Because they're still anecdotal and for most people, PayPal works just fine. I find the stories horrifying, but I ran about 40,000 transactions through PayPal in the last 5-6 years and never had any problems.
I guess this is how it is for most people, at least, I can use PayPal as a buyer on most online businesses I deal with.
Sure, using PayPal as a buyer is great as long as you never get into a dispute with a seller. It took about 4 months for me to get PayPal to refund my money when a seller on eBay ripped me off.
PayPal support was so inept they claimed that I had not returned the merchandise despite giving them the DHL tracking number and shipping receipt multiple times and eventually they closed my case in favor of the merchant.
I had to keep calling and harassing them and finally threatening to have the charges reversed by my credit card company when they suddenly reversed their decision.
I will never use PayPal for anything if I can avoid it.
I used to accept PayPal as a payment method when I was doing freelancing, ran hundreds of thousands of dollars through my account over the many years of having it. One client refuted a payment SIX MONTHS later, and they granted it to him based on the fact that it was a digital service and there's no way to verify it was successfully transferred.
I immediately closed my bank account (PayPal wouldn't let me remove it while a refund was being made. Yes they were going to debit my bank account since I had no funds in my account, which I never kept).
Now they've put that amount in collections and honestly, as someone who cares about his credit, that one will stay the time until it's removed. I'm not paying them, or the thief.
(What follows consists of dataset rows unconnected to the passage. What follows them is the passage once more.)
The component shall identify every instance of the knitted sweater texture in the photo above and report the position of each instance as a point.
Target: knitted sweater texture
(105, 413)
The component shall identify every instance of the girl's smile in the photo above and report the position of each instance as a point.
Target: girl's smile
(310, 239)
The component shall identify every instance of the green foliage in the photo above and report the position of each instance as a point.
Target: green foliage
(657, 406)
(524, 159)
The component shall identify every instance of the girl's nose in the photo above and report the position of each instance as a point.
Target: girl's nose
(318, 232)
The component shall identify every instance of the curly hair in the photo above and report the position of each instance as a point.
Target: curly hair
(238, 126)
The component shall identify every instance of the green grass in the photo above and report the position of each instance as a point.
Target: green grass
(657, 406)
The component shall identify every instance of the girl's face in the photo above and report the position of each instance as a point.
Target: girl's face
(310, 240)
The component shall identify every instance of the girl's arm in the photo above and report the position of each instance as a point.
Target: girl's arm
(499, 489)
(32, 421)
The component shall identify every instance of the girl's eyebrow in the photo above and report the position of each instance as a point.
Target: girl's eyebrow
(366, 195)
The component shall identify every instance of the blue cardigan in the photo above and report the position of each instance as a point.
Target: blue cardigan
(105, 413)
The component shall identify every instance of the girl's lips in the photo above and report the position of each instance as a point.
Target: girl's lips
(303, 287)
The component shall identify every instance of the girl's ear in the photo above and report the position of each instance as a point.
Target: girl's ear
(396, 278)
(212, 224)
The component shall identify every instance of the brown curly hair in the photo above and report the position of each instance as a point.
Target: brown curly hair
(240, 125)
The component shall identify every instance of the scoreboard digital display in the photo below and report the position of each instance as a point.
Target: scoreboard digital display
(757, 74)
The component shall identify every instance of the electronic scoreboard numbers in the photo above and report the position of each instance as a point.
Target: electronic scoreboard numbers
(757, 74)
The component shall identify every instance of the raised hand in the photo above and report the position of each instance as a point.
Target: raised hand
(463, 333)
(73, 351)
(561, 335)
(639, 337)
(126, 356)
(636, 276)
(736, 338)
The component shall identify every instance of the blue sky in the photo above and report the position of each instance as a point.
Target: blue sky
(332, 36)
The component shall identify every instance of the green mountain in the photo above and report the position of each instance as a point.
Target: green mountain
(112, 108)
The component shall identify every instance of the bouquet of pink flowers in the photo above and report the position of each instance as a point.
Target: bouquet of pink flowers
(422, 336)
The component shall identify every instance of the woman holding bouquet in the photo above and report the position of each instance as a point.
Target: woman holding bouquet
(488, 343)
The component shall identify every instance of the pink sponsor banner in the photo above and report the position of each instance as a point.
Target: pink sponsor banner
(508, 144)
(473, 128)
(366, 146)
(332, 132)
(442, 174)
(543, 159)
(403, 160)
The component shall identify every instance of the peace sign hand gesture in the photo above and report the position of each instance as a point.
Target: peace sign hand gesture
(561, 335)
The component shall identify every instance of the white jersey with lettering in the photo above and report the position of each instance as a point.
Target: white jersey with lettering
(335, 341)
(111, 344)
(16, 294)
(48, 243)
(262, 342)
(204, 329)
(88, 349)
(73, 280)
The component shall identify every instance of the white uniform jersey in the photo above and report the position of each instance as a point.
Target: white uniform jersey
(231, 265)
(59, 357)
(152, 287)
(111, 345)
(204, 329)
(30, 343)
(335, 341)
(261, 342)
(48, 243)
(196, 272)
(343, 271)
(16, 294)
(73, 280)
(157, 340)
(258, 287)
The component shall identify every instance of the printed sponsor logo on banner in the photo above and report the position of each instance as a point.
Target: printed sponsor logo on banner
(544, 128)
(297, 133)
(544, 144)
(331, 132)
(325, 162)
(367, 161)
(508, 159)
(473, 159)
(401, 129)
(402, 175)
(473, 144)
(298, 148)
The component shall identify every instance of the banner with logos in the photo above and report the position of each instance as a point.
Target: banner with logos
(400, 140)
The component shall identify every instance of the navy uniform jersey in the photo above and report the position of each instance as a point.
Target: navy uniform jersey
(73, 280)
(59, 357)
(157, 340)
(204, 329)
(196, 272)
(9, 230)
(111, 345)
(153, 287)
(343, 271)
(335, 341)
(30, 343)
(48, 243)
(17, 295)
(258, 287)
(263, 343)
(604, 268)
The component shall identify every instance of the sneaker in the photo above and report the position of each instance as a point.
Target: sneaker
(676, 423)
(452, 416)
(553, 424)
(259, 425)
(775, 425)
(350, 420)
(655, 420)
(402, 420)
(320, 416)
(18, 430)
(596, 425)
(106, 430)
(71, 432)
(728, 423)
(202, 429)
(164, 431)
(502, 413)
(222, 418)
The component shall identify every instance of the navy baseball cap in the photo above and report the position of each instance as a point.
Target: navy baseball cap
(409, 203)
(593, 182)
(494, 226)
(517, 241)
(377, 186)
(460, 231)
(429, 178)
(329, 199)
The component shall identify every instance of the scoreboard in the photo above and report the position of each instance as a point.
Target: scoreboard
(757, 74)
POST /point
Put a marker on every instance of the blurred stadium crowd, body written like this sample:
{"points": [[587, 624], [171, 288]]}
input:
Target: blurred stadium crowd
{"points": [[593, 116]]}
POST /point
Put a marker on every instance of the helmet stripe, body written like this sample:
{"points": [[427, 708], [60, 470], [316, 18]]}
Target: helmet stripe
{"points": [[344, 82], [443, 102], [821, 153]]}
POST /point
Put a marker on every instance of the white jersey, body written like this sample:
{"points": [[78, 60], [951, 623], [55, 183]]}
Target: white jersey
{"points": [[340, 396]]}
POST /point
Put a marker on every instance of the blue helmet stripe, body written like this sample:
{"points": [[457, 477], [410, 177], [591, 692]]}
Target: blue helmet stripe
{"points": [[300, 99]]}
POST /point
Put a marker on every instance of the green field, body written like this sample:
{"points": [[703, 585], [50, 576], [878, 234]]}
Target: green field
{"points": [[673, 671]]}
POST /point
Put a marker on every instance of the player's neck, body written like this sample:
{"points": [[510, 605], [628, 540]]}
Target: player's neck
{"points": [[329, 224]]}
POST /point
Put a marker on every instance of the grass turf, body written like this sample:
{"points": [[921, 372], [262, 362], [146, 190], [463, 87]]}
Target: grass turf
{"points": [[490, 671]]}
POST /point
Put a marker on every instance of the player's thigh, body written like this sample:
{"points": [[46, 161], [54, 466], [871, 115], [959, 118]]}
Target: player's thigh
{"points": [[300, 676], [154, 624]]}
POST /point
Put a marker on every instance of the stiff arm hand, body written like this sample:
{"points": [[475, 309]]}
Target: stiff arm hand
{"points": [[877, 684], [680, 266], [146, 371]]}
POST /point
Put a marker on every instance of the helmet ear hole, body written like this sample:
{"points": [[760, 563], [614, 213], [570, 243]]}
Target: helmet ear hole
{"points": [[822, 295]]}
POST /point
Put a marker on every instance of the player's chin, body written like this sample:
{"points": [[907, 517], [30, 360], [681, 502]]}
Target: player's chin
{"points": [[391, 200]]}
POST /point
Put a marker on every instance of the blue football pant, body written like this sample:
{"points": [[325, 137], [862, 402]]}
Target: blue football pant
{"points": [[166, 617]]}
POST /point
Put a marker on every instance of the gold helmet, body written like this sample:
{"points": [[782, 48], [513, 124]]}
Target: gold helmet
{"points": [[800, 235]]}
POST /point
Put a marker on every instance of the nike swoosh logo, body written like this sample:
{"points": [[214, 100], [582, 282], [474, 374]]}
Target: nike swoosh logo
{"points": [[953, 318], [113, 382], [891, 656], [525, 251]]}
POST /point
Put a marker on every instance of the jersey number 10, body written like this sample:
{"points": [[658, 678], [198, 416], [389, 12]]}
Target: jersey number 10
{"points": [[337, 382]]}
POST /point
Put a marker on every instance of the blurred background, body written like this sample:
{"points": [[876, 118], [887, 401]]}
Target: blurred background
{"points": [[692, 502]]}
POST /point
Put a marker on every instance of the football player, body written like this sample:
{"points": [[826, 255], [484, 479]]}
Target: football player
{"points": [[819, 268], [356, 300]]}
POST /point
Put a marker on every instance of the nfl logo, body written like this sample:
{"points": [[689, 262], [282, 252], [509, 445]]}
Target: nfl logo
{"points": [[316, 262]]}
You could get together all your documentation with respect to that transaction and dispute that negative credit item directly with the three credit bureaus.
Exactly right, up to now the dispute existed in PayPal's walled garden and played out under their rules. PayPal's dispute resolution process has some serious flaws - with many high-profile examples - and often drags out to just slightly longer than the time limit for chargebacks (funny that, huh?).
I would raise the stakes a bit more and send PayPal a hard copy of supporting documentation and tell them that you will be disputing any negative report. Send this by a recorded delivery method like registered mail or courier. This means you can go to court and prove that PayPal had clear evidence of fraud and failed to take appropriate action. It also proves that they had knowledge of these facts prior to making the negative report to the credit agencies, which puts them in a bad spot if this all ends up in court. In the USA, the Fair Debt Reporting Act covers this scenario but similar laws exist in other countries.
Keep good documentation and send everything by a trackable method and never let these companies get away with ignoring you when you have a legitimate issue. Just make sure you are sure you have proof that you are correct, otherwise keep better documentation next time.
We run thousands of PayPal transactions per day. I've been keeping a record of the horrifying failures we've experienced in anticipation of someday writing a scathing blog entry. We sometimes see lost transactions - as in, call the 'execute' endpoint, get a 500, then all future attempts to fetch information for the payment fail. And no webhook. File a ticket, wait two weeks, then someone at PayPal acknowledges the problem and says it's fixed.
Forget all the policy problems. PayPal's basic technology platform doesn't work.
I guess this is how it is for most people, at least, I can use PayPal as a buyer on most online businesses I deal with.